I appreciate the SOTA models even more after my local experiments. The local models are really impressive these days, but the gap to SOTA is huge for complex tasks.
Reasoning over a large codebase is only one use case for large models. For the use cases in the article (summarizing, classifying, basic text rewrites) most phones can handle them just fine.
DeepSeek V4 with 1 million token context window is pretty powerful, although still not there. There's hope that Opus 4.5 level performance locally is not that far away.
That is true, it is a 1.6T parameters model so it requires a great deal of memory. I also heard there's a 2bit quantization that works well on Apple metal.
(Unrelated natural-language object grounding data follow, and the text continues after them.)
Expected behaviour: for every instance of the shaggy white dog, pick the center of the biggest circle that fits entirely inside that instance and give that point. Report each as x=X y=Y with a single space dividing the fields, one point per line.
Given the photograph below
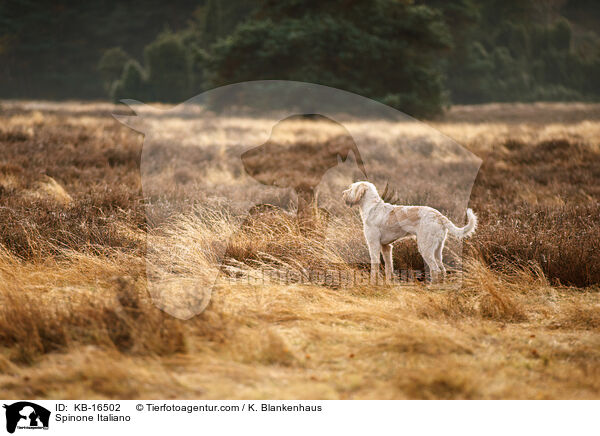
x=385 y=223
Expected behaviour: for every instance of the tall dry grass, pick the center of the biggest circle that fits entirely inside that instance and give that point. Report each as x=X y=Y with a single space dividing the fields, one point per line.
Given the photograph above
x=76 y=319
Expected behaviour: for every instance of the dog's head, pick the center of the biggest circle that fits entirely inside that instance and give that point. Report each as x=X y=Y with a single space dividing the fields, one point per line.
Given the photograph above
x=355 y=193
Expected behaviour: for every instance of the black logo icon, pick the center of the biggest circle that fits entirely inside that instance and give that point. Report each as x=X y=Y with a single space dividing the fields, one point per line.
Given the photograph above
x=26 y=415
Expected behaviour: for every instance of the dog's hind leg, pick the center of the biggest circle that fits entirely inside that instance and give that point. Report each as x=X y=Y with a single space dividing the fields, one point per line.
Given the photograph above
x=386 y=250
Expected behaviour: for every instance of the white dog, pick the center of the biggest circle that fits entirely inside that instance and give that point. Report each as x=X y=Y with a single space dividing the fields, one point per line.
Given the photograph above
x=385 y=223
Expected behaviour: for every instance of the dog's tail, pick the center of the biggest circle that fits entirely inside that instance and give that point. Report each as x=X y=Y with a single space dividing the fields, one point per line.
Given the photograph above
x=466 y=231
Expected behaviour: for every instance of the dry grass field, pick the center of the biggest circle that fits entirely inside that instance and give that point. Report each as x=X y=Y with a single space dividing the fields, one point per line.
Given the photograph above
x=76 y=320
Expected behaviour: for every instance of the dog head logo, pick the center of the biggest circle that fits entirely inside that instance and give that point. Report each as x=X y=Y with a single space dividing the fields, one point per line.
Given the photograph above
x=26 y=415
x=291 y=147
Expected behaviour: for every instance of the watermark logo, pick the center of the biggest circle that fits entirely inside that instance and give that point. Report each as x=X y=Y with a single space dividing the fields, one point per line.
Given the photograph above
x=245 y=181
x=25 y=415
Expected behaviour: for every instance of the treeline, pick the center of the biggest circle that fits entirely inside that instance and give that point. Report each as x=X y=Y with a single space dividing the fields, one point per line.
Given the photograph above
x=417 y=55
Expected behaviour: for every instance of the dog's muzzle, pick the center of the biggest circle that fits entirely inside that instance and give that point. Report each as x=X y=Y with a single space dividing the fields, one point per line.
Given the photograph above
x=347 y=200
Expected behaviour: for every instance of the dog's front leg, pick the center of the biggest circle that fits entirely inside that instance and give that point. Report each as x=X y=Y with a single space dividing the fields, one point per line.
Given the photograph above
x=372 y=236
x=386 y=250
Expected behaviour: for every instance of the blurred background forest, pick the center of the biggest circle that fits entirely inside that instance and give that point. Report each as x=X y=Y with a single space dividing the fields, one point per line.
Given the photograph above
x=418 y=56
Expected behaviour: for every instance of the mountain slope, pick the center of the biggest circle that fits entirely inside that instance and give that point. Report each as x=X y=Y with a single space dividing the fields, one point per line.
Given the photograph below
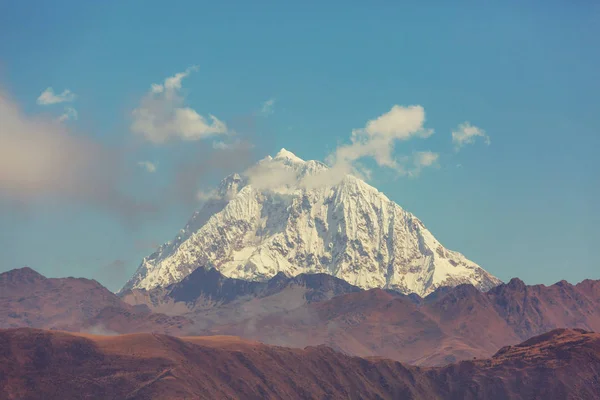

Well it depends on the task. For agentic coding, more is more, but for tasks that normal consumers use them for there really is a ceiling. OCR, text to speech, that type of thing doesn't really improve when going to a SOTA model, so you'd just be wasting your money. I think local LLMs have more value than software engineers give them credit for.
Opus is probably somewhere in the 5TB parameter range and needs terabytes of GPU memory.
The economics of running SOTA locally just does not make sense, because you’re not using it 24/7 at 80%+ utilization while the cloud based providers can.
Next year there will be Opus 4.5 level available on open source models so theoretically you may be able to run it locally but in reality it will be too expensive (i.e maybe 2 x max Studio 512GB ram each) for “normal” users.
I don't even use Sonnet anymore. Current feels worse than Claude 3.5 couple years ago. They have quantized that much? Switched to GPT 5.5, let's see how long it will stay good.
Until then, I'm going to keep sending my JSON to the server farm in Virginia because it's the only place that can serve me a model that actually works for my uses.